The recent announcement that there is to be a pay rise for professional cyclists for the first time in five years was welcomed within the sport. However, there is just one problem: the pay rise was only for men. For male riders on World Tour teams, the minimum salary will rise to 38,115 euros next year while for riders on Pro Continental teams, the minimum wage will be 30,885 euros. It’s not exactly of Cristiano Ronaldo proportions, but it’s not a bad salary for riding a bike.

However, the omission, yet again, of any rule which would require teams to pay their female riders anything at all never mind a minimum wage is troubling, to say the least. There is something not right when world-class athletes are getting paid a pittance, getting paid nothing or, in some cases, paying to compete.

When the men’s pay rise was revealed, Sunweb rider and Canadian national champion Leah Kirchmann tweeted: “Hmmm so men get a pay rise and still no minimum salary for the women in 2018 . . .”, while Denmark’s national coach and four-time world champion Catherine Marsal commented: “Before going for a raise for the men, what about creating a minimum salary for the women, uh?” It is hard to disagree that there is something profoundly unfair about this inequity and it certainly gives the impression, fairly or otherwise, that women’s cycling is not valued.

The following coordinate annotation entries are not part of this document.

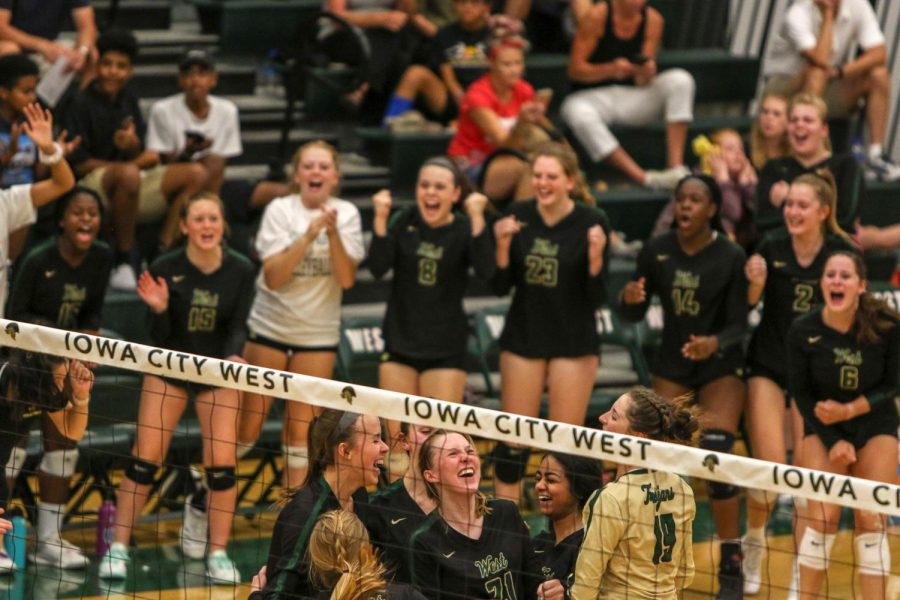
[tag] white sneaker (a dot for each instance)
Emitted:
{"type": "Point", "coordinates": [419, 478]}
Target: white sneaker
{"type": "Point", "coordinates": [114, 564]}
{"type": "Point", "coordinates": [194, 531]}
{"type": "Point", "coordinates": [123, 278]}
{"type": "Point", "coordinates": [6, 563]}
{"type": "Point", "coordinates": [58, 553]}
{"type": "Point", "coordinates": [666, 179]}
{"type": "Point", "coordinates": [220, 568]}
{"type": "Point", "coordinates": [753, 550]}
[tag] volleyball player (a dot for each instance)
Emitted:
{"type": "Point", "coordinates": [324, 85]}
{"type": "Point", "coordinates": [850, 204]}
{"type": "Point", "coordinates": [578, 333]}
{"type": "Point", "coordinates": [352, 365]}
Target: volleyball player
{"type": "Point", "coordinates": [430, 248]}
{"type": "Point", "coordinates": [310, 243]}
{"type": "Point", "coordinates": [469, 547]}
{"type": "Point", "coordinates": [637, 533]}
{"type": "Point", "coordinates": [62, 282]}
{"type": "Point", "coordinates": [32, 385]}
{"type": "Point", "coordinates": [785, 274]}
{"type": "Point", "coordinates": [401, 508]}
{"type": "Point", "coordinates": [552, 250]}
{"type": "Point", "coordinates": [198, 301]}
{"type": "Point", "coordinates": [563, 483]}
{"type": "Point", "coordinates": [844, 376]}
{"type": "Point", "coordinates": [346, 453]}
{"type": "Point", "coordinates": [698, 275]}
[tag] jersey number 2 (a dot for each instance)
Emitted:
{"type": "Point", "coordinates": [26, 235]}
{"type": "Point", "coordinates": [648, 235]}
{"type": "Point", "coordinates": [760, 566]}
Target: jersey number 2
{"type": "Point", "coordinates": [664, 530]}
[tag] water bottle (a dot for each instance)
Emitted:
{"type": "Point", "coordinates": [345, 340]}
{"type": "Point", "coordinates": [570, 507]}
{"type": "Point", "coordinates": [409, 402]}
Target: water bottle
{"type": "Point", "coordinates": [15, 540]}
{"type": "Point", "coordinates": [106, 523]}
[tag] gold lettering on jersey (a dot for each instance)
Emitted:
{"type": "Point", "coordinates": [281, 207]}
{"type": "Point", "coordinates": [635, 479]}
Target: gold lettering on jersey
{"type": "Point", "coordinates": [845, 356]}
{"type": "Point", "coordinates": [491, 564]}
{"type": "Point", "coordinates": [202, 316]}
{"type": "Point", "coordinates": [686, 279]}
{"type": "Point", "coordinates": [655, 495]}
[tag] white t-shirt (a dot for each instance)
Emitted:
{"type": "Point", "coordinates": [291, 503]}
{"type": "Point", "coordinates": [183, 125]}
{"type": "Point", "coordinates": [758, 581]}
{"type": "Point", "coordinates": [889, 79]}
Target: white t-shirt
{"type": "Point", "coordinates": [170, 118]}
{"type": "Point", "coordinates": [855, 25]}
{"type": "Point", "coordinates": [305, 311]}
{"type": "Point", "coordinates": [16, 211]}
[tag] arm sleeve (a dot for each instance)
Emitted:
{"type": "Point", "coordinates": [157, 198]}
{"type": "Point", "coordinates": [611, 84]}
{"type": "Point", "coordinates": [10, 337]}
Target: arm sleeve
{"type": "Point", "coordinates": [735, 305]}
{"type": "Point", "coordinates": [636, 312]}
{"type": "Point", "coordinates": [605, 526]}
{"type": "Point", "coordinates": [800, 387]}
{"type": "Point", "coordinates": [890, 386]}
{"type": "Point", "coordinates": [237, 324]}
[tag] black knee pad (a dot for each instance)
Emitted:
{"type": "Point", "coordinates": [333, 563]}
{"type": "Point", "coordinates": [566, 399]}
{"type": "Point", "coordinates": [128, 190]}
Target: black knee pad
{"type": "Point", "coordinates": [719, 440]}
{"type": "Point", "coordinates": [219, 479]}
{"type": "Point", "coordinates": [141, 472]}
{"type": "Point", "coordinates": [510, 463]}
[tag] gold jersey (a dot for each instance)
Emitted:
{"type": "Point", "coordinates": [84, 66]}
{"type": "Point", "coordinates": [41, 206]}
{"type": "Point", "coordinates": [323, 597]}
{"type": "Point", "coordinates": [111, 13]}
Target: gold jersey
{"type": "Point", "coordinates": [637, 539]}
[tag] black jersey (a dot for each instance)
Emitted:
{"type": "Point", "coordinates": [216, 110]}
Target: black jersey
{"type": "Point", "coordinates": [848, 177]}
{"type": "Point", "coordinates": [49, 288]}
{"type": "Point", "coordinates": [287, 569]}
{"type": "Point", "coordinates": [827, 364]}
{"type": "Point", "coordinates": [394, 518]}
{"type": "Point", "coordinates": [500, 564]}
{"type": "Point", "coordinates": [557, 561]}
{"type": "Point", "coordinates": [207, 313]}
{"type": "Point", "coordinates": [703, 294]}
{"type": "Point", "coordinates": [425, 317]}
{"type": "Point", "coordinates": [791, 290]}
{"type": "Point", "coordinates": [552, 314]}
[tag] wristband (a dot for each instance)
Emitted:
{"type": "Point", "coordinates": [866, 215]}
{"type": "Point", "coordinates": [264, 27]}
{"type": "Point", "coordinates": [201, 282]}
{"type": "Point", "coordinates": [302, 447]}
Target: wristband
{"type": "Point", "coordinates": [51, 159]}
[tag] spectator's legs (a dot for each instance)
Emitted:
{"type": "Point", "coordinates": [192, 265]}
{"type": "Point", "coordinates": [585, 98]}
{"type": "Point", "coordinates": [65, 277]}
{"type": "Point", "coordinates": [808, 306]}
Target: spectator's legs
{"type": "Point", "coordinates": [215, 172]}
{"type": "Point", "coordinates": [180, 182]}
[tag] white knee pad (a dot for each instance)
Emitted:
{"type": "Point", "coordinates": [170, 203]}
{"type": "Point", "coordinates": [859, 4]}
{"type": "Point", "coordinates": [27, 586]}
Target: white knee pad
{"type": "Point", "coordinates": [295, 457]}
{"type": "Point", "coordinates": [815, 549]}
{"type": "Point", "coordinates": [243, 450]}
{"type": "Point", "coordinates": [59, 463]}
{"type": "Point", "coordinates": [16, 462]}
{"type": "Point", "coordinates": [873, 555]}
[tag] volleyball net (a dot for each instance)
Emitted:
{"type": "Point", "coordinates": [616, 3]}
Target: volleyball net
{"type": "Point", "coordinates": [106, 450]}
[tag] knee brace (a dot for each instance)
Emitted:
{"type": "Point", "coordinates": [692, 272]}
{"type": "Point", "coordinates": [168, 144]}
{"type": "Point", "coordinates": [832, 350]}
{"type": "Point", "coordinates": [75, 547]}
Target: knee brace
{"type": "Point", "coordinates": [815, 549]}
{"type": "Point", "coordinates": [295, 457]}
{"type": "Point", "coordinates": [719, 440]}
{"type": "Point", "coordinates": [16, 462]}
{"type": "Point", "coordinates": [243, 450]}
{"type": "Point", "coordinates": [59, 463]}
{"type": "Point", "coordinates": [141, 471]}
{"type": "Point", "coordinates": [219, 479]}
{"type": "Point", "coordinates": [873, 555]}
{"type": "Point", "coordinates": [510, 463]}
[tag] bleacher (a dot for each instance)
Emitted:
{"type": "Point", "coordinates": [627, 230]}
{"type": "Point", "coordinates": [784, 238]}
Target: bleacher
{"type": "Point", "coordinates": [241, 32]}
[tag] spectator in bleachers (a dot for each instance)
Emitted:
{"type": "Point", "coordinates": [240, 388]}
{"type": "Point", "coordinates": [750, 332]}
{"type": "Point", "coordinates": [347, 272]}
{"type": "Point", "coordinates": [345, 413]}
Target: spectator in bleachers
{"type": "Point", "coordinates": [113, 161]}
{"type": "Point", "coordinates": [563, 483]}
{"type": "Point", "coordinates": [19, 204]}
{"type": "Point", "coordinates": [612, 68]}
{"type": "Point", "coordinates": [698, 275]}
{"type": "Point", "coordinates": [459, 57]}
{"type": "Point", "coordinates": [198, 298]}
{"type": "Point", "coordinates": [814, 50]}
{"type": "Point", "coordinates": [195, 126]}
{"type": "Point", "coordinates": [430, 249]}
{"type": "Point", "coordinates": [552, 250]}
{"type": "Point", "coordinates": [768, 135]}
{"type": "Point", "coordinates": [63, 283]}
{"type": "Point", "coordinates": [345, 455]}
{"type": "Point", "coordinates": [500, 112]}
{"type": "Point", "coordinates": [34, 26]}
{"type": "Point", "coordinates": [37, 385]}
{"type": "Point", "coordinates": [310, 244]}
{"type": "Point", "coordinates": [784, 273]}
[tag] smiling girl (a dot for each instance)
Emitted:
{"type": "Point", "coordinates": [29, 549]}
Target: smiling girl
{"type": "Point", "coordinates": [310, 244]}
{"type": "Point", "coordinates": [843, 375]}
{"type": "Point", "coordinates": [198, 301]}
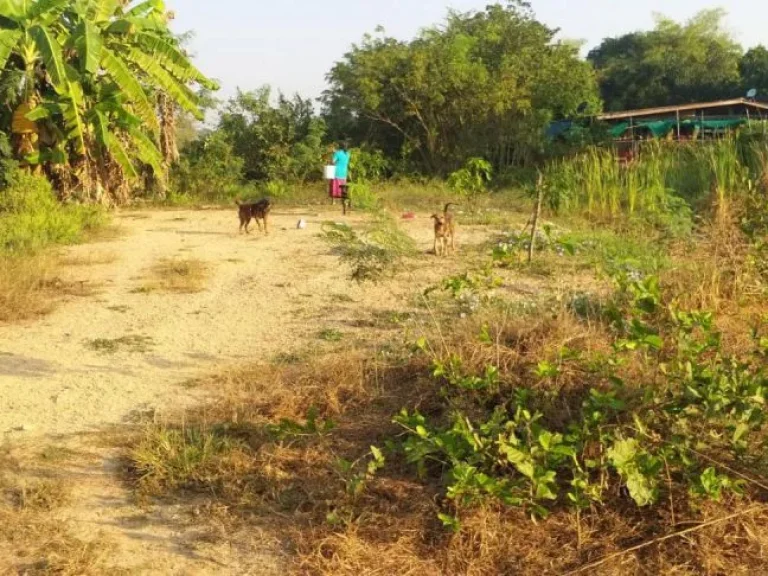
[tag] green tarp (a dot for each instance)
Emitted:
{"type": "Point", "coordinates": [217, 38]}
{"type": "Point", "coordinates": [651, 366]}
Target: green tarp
{"type": "Point", "coordinates": [660, 128]}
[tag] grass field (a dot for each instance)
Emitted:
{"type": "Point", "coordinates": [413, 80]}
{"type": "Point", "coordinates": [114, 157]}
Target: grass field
{"type": "Point", "coordinates": [598, 410]}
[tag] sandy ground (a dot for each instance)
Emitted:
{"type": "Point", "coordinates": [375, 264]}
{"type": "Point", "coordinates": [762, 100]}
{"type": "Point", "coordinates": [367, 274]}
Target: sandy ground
{"type": "Point", "coordinates": [255, 305]}
{"type": "Point", "coordinates": [266, 296]}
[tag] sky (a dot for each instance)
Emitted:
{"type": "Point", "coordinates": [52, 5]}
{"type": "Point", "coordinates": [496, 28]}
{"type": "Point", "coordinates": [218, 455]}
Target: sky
{"type": "Point", "coordinates": [292, 44]}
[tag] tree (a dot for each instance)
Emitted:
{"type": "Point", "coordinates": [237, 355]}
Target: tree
{"type": "Point", "coordinates": [483, 85]}
{"type": "Point", "coordinates": [754, 70]}
{"type": "Point", "coordinates": [98, 80]}
{"type": "Point", "coordinates": [277, 142]}
{"type": "Point", "coordinates": [671, 64]}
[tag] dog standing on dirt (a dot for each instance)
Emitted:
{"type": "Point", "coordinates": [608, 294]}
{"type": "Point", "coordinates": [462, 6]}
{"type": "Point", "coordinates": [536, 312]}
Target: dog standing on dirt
{"type": "Point", "coordinates": [445, 231]}
{"type": "Point", "coordinates": [254, 211]}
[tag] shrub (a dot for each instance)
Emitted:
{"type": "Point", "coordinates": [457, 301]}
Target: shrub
{"type": "Point", "coordinates": [473, 179]}
{"type": "Point", "coordinates": [209, 170]}
{"type": "Point", "coordinates": [31, 218]}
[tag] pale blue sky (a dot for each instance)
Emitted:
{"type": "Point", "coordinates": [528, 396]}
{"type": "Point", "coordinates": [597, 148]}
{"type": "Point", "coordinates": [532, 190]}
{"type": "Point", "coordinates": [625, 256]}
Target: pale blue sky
{"type": "Point", "coordinates": [291, 44]}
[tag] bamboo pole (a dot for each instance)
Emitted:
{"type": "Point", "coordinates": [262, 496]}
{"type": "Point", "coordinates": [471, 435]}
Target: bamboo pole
{"type": "Point", "coordinates": [536, 214]}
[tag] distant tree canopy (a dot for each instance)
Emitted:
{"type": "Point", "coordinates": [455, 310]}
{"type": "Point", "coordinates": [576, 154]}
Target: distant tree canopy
{"type": "Point", "coordinates": [671, 64]}
{"type": "Point", "coordinates": [754, 70]}
{"type": "Point", "coordinates": [282, 141]}
{"type": "Point", "coordinates": [483, 84]}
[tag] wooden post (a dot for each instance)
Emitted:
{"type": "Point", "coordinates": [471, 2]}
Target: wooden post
{"type": "Point", "coordinates": [536, 214]}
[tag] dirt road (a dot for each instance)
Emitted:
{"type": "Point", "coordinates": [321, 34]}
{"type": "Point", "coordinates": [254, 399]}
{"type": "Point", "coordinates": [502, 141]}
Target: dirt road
{"type": "Point", "coordinates": [123, 354]}
{"type": "Point", "coordinates": [124, 351]}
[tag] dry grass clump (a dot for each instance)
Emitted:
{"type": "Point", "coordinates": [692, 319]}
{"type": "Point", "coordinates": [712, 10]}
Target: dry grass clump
{"type": "Point", "coordinates": [179, 276]}
{"type": "Point", "coordinates": [23, 287]}
{"type": "Point", "coordinates": [34, 539]}
{"type": "Point", "coordinates": [30, 287]}
{"type": "Point", "coordinates": [89, 259]}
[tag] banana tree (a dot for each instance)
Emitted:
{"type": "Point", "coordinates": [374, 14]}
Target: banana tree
{"type": "Point", "coordinates": [94, 74]}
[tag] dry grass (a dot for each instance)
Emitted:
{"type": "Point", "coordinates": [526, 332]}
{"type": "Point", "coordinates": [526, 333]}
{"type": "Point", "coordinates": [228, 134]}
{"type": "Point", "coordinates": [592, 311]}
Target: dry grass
{"type": "Point", "coordinates": [23, 287]}
{"type": "Point", "coordinates": [179, 276]}
{"type": "Point", "coordinates": [89, 259]}
{"type": "Point", "coordinates": [31, 287]}
{"type": "Point", "coordinates": [234, 448]}
{"type": "Point", "coordinates": [34, 538]}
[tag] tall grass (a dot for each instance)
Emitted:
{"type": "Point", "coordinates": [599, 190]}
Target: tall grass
{"type": "Point", "coordinates": [32, 219]}
{"type": "Point", "coordinates": [596, 183]}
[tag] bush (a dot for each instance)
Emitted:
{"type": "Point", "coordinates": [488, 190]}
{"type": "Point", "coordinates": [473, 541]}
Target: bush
{"type": "Point", "coordinates": [31, 218]}
{"type": "Point", "coordinates": [209, 170]}
{"type": "Point", "coordinates": [473, 179]}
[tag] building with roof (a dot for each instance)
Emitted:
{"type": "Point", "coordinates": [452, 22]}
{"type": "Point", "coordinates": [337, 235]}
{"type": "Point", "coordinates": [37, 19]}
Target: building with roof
{"type": "Point", "coordinates": [685, 122]}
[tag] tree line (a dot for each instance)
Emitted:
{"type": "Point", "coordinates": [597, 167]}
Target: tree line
{"type": "Point", "coordinates": [486, 85]}
{"type": "Point", "coordinates": [99, 95]}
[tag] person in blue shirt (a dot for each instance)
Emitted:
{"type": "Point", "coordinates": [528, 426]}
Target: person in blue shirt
{"type": "Point", "coordinates": [341, 160]}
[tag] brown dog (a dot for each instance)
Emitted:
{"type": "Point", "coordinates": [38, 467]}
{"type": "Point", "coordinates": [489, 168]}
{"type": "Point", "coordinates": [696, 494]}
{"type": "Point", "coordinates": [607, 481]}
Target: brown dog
{"type": "Point", "coordinates": [254, 211]}
{"type": "Point", "coordinates": [445, 232]}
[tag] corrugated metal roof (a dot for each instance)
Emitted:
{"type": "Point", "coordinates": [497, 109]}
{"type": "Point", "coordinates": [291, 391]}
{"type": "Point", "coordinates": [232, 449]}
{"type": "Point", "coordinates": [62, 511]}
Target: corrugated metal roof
{"type": "Point", "coordinates": [684, 108]}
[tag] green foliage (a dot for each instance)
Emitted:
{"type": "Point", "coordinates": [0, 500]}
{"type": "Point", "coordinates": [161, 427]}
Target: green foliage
{"type": "Point", "coordinates": [375, 254]}
{"type": "Point", "coordinates": [754, 70]}
{"type": "Point", "coordinates": [89, 73]}
{"type": "Point", "coordinates": [31, 218]}
{"type": "Point", "coordinates": [276, 142]}
{"type": "Point", "coordinates": [208, 170]}
{"type": "Point", "coordinates": [473, 179]}
{"type": "Point", "coordinates": [672, 64]}
{"type": "Point", "coordinates": [519, 446]}
{"type": "Point", "coordinates": [368, 165]}
{"type": "Point", "coordinates": [484, 84]}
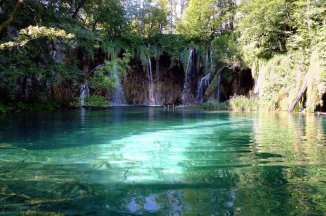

During his 2013 campaign to become UCI president, Brian Cookson specified that developing women’s cycling, including introducing a minimum wage, was one of his main aims. However, not long after his election, he revealed that he had come to the conclusion that a minimum wage would be “counterproductive”, with a number of teams likely to fold if such a policy was introduced.

There is, of course, the supply and demand issue. If women’s teams have little or no money then coercing them into paying their riders salaries is unsustainable and would damage the sport in the long-term. But just accepting that the money is not there and forgetting about the issue is not the answer either.

There are a number of things that must be addressed within women’s cycling before a minimum wage policy can realistically be looked at. Firstly, it is not within the UCI’s power to force teams to set a minimum wage. In men’s cycling, the minimum salary rule is set through an agreement between the Professional Cyclists Association (CPA) and the International Association of Professional Cycling Teams, with the UCI merely ensuring that the teams adhere to the agreement. Women’s cycling was only included in the CPA this summer though.

Secondly, women’s cycling suffers dreadfully from a lack of exposure and, as a result, attracting sponsorship proves to be extraordinarily difficult. The lack of exposure of women’s racing is not because it is poor quality though, with no less than Mark Cavendish tweeting recently that he thought that the women’s race at the recent World Championships was the most exciting of the entire week.

But without coverage, sponsors will be reluctant to go anywhere near women’s cycling and so if the UCI are serious about improving conditions for women riders – and incoming president David Lappartient claims that he is – they must make a serious commitment to increasing the profile of women’s cycling.

Progress has already been made for women – there is equal prize money at world championship events, the distance of women’s races has been increased and there is now a Women’s World Tour. While all of these developments are encouraging, they are somewhat wasted if no one can actually watch the races.

What is so shocking in the minimum wage debate is that no one is looking for Chris Froome-esque wages of four million-odd euros. In fact, Marsal suggests a starting annual wage of a mere 8-10,000 euros. There are Scottish riders such as Katie Archibald and Eileen Roe who would benefit hugely from greater investment into women’s pro cycling. They may not become multi-millionaires through their sport but as Canyon-SRAM team manager Beth Duryea says: “If a person chooses cycling as their career, they are professionals, and therefore they should be paid as such. It doesn't matter if they are male or female.”

It does not seem too much to ask for, does it?


Rejoice, for the Scottish Football Association have finally realised that we are in the 21st century. Last week it was announced that, at last, the SFA would be appointing a woman to their board. Good work chaps, it’s only taken you almost a century and a half.

The revelation that Ana Stewart will become the first woman director of football’s national governing body was hugely welcome, but it also highlighted how behind the times the SFA are that it has taken until 2017 for a woman to be admitted to the exclusively male club that the SFA board has been since the governing body was founded in 1873.

Let’s not get too excited though, for one woman does not equality make. Stewart’s appointment is a start, and the SFA must be applauded for finally putting an end to their all-male syndicate that was, frankly, an embarrassment to the country. But the presence of one lone female should not lull anyone into thinking that the fight to have women’s thoughts represented on the board is won. There is still much progress to be made when it comes to diversity within the SFA.